Problem of the Week
Problem B and Solution
"Palindr"-homes
Problem
Jorge and Phyllis live on a street where houses are numbered between 10001 and 10997, with
10001 being the first house number, and 10997 the last. However, only every sixth number is
used, i.e., 10001 is used, but 10002, 10003, 10004, 10005, 10006 are not, then 10007 is used,
and so on.
a) How many homes are on this street?
b) How many of the house numbers on this street are palindromes (i.e., the digits occur in
the same order both forward and reversed, such as 909)?
Solution
a) Since 10 997 − 10 001 = 996, and only every sixth number is used, there are
966 ÷ 6 = 166 possible house numbers after 10001. Thus, including the first
house (numbered 10001), the number of homes on this street is
166 + 1 = 167 homes.
b) Palindromes are numbers which appear the same when the digits are
reversed. Thus, between 10001 and 10997, there are ten palindromes,
10001, 10101, 10201, 10301, 10401, 10501, 10601, 10701, 10801, and 10901.

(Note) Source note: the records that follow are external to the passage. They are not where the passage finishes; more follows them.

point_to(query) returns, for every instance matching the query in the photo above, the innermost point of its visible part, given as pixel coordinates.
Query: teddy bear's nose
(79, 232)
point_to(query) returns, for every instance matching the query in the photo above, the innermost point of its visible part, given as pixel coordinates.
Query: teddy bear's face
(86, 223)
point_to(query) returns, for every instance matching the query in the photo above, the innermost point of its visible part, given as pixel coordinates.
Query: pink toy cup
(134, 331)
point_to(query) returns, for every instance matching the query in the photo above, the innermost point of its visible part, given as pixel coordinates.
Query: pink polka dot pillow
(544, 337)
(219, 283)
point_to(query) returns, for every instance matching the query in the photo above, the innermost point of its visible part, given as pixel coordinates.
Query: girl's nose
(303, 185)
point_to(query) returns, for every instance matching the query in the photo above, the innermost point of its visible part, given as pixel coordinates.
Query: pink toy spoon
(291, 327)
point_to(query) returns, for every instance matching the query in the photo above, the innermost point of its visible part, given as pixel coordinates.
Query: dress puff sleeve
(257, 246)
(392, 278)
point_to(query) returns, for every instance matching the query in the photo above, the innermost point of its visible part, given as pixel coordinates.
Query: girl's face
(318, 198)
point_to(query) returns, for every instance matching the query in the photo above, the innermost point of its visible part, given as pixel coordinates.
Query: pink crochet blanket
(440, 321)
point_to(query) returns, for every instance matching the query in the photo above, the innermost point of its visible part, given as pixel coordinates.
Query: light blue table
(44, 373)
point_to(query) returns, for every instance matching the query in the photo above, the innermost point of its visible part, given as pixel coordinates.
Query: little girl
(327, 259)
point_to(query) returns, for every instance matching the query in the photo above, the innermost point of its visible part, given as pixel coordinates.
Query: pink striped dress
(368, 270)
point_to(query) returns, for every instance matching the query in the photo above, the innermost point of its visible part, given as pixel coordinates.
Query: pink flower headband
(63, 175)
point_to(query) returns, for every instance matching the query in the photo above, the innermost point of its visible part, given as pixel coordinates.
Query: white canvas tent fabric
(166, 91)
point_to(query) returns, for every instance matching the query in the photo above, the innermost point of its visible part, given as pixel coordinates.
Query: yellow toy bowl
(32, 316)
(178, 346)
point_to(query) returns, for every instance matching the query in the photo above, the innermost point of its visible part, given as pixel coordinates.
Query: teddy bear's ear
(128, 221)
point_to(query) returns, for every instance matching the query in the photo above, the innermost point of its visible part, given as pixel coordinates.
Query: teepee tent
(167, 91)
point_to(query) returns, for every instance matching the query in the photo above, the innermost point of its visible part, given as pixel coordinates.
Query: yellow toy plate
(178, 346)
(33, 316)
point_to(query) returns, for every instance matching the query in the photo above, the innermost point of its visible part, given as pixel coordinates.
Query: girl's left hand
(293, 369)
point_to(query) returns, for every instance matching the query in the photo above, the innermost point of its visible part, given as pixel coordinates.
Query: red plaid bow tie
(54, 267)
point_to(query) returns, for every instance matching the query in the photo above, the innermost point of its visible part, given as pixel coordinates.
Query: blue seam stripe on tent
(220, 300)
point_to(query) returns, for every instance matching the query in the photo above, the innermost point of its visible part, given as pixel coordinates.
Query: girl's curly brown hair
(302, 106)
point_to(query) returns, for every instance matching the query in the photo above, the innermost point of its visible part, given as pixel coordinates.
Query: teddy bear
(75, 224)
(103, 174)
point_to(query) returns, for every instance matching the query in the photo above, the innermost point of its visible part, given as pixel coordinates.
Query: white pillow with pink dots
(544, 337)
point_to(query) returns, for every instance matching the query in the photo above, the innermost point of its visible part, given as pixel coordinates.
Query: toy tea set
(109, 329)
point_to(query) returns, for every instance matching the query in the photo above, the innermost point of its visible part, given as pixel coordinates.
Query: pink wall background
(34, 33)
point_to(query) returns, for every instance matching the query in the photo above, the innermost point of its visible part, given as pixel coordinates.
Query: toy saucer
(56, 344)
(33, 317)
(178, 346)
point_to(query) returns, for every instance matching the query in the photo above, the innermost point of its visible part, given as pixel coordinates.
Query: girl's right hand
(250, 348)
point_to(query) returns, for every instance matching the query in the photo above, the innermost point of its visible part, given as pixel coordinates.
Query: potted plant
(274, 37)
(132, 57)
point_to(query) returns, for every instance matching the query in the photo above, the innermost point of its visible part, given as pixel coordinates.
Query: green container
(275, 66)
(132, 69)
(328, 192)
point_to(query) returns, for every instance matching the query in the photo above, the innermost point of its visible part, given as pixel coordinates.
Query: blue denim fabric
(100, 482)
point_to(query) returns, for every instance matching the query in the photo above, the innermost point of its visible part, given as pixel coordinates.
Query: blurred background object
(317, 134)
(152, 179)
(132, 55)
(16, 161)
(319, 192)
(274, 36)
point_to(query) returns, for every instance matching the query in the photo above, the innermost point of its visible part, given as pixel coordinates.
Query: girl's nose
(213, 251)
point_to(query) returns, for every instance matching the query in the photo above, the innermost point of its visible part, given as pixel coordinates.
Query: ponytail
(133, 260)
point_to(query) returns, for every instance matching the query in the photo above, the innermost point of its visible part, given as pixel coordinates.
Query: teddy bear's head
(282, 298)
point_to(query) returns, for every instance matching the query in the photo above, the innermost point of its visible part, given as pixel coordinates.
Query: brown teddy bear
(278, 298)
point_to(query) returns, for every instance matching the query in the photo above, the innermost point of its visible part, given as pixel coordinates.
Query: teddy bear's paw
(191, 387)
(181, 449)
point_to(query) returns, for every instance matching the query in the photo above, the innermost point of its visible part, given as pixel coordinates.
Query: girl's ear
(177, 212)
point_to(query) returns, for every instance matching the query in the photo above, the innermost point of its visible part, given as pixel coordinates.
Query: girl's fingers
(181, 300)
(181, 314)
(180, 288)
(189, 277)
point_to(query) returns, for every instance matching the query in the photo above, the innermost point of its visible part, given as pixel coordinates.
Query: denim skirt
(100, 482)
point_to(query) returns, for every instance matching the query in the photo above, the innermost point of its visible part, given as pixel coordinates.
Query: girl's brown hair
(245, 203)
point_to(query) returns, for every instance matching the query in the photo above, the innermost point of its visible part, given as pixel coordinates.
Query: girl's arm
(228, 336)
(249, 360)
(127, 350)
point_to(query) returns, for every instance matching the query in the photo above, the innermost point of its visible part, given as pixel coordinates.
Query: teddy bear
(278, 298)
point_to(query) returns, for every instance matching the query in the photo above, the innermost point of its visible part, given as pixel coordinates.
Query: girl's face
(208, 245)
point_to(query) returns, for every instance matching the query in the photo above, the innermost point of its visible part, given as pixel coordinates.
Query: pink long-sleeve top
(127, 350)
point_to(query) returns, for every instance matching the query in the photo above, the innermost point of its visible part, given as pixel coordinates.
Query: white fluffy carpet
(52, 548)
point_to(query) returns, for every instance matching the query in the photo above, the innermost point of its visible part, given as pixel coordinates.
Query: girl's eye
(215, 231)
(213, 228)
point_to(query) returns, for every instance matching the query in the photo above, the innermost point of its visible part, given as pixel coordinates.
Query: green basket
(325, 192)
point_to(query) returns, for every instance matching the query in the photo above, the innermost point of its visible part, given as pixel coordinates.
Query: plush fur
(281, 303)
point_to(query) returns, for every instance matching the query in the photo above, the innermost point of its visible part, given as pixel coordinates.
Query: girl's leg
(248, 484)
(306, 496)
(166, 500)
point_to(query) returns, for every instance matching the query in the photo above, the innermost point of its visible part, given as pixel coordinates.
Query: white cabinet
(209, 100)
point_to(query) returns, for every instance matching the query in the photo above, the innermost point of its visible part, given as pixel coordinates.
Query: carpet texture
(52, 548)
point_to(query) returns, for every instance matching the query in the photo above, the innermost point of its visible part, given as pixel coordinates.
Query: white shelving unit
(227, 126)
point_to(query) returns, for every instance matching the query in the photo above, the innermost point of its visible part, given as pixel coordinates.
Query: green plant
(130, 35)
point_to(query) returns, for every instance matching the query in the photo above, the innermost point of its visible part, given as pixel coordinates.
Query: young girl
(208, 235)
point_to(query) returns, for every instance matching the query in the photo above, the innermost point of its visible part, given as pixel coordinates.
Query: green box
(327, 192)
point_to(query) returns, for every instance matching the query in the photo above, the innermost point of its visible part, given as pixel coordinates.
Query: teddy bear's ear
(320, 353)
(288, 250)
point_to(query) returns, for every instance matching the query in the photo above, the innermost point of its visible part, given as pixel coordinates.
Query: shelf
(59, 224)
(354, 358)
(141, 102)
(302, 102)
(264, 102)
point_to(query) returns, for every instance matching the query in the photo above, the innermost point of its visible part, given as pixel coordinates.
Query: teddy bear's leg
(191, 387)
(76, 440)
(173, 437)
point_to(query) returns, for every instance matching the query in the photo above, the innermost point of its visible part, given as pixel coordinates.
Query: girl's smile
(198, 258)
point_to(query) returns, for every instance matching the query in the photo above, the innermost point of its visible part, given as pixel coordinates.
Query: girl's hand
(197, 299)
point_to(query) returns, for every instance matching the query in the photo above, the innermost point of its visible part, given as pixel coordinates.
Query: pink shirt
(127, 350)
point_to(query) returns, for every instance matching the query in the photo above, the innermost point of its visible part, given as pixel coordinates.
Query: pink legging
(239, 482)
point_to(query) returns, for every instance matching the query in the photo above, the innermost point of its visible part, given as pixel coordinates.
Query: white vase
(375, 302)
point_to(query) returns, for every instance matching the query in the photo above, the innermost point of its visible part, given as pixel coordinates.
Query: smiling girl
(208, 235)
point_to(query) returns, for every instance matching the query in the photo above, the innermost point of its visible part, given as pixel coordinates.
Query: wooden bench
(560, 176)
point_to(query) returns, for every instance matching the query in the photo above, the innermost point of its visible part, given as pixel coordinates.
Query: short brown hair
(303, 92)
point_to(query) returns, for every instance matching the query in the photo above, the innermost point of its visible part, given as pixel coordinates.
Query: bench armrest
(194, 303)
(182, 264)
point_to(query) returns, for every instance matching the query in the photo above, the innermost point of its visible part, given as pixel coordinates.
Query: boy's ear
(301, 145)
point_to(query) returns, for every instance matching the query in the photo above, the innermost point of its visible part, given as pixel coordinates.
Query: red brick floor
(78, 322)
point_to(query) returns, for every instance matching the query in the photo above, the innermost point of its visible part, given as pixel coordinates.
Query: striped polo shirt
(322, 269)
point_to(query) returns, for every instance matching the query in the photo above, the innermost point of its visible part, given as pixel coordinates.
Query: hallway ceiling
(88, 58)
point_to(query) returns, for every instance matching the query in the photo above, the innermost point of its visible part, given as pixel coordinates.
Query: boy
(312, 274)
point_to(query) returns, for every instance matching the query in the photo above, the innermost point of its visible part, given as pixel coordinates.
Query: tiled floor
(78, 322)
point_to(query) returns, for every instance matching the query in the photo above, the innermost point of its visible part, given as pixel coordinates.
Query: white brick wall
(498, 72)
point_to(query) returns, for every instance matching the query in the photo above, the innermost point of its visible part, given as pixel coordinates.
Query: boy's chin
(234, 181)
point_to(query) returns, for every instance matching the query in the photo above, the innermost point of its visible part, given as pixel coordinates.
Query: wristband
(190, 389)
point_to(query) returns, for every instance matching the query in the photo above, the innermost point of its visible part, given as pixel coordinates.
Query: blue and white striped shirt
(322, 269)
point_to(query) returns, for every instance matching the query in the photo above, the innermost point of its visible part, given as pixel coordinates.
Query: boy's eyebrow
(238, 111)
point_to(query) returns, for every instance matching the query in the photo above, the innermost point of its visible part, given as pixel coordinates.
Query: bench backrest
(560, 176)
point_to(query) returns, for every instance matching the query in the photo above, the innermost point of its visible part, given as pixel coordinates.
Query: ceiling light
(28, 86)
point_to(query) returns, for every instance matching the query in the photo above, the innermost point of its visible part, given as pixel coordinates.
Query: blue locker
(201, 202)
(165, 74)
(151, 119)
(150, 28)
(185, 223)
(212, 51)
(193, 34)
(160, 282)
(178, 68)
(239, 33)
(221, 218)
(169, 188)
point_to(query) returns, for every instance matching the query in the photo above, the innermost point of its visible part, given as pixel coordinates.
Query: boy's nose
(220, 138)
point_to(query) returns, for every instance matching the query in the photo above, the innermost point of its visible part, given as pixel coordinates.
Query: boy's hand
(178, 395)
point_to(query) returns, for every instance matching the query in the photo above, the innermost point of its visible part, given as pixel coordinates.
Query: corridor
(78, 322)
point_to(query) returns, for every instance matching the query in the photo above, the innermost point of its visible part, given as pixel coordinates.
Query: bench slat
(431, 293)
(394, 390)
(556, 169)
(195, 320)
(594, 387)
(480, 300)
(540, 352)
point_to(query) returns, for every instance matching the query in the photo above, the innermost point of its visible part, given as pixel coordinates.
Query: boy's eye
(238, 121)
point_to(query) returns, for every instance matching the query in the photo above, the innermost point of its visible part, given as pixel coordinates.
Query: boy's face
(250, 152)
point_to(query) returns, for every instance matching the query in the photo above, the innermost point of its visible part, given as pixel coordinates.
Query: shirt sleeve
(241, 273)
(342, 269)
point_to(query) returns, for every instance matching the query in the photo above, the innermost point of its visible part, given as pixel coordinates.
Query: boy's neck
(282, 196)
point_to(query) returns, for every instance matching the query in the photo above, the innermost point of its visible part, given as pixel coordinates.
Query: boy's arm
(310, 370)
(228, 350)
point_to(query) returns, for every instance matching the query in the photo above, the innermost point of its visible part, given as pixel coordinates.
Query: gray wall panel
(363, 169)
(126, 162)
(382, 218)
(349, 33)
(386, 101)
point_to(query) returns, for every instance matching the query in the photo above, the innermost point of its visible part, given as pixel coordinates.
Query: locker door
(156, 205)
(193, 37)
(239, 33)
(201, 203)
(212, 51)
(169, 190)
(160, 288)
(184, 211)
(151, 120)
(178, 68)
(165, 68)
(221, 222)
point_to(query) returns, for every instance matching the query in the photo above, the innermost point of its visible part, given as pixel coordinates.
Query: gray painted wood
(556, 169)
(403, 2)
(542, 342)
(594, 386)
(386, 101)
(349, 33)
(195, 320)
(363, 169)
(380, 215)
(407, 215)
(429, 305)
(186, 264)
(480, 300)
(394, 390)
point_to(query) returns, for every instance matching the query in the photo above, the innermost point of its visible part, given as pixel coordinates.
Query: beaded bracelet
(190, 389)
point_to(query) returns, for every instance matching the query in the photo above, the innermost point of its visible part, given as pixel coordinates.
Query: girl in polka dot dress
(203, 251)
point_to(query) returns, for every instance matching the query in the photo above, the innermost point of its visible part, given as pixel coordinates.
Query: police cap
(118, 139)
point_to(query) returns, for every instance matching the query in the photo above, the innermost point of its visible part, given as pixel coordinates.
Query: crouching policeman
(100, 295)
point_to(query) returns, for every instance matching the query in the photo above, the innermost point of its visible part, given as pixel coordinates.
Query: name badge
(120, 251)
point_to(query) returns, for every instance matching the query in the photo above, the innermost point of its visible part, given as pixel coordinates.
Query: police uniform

(The next palindrome would be 11011, which is greater than 10997.)
However, the desired house numbers must also be such that the palindrome
minus 10001 is divisible by 6, since only every sixth number is used. The ten
differences are
0, 100, 200, 300, 400, 500, 600, 700, 800, and 900.
Of these differences, we see that only four of the numbers, namely 0, 300,
600, and 900 are divisible by 6. It follows that only the four house numbers
10001, 10301, 10601, and 10901 are palindromes.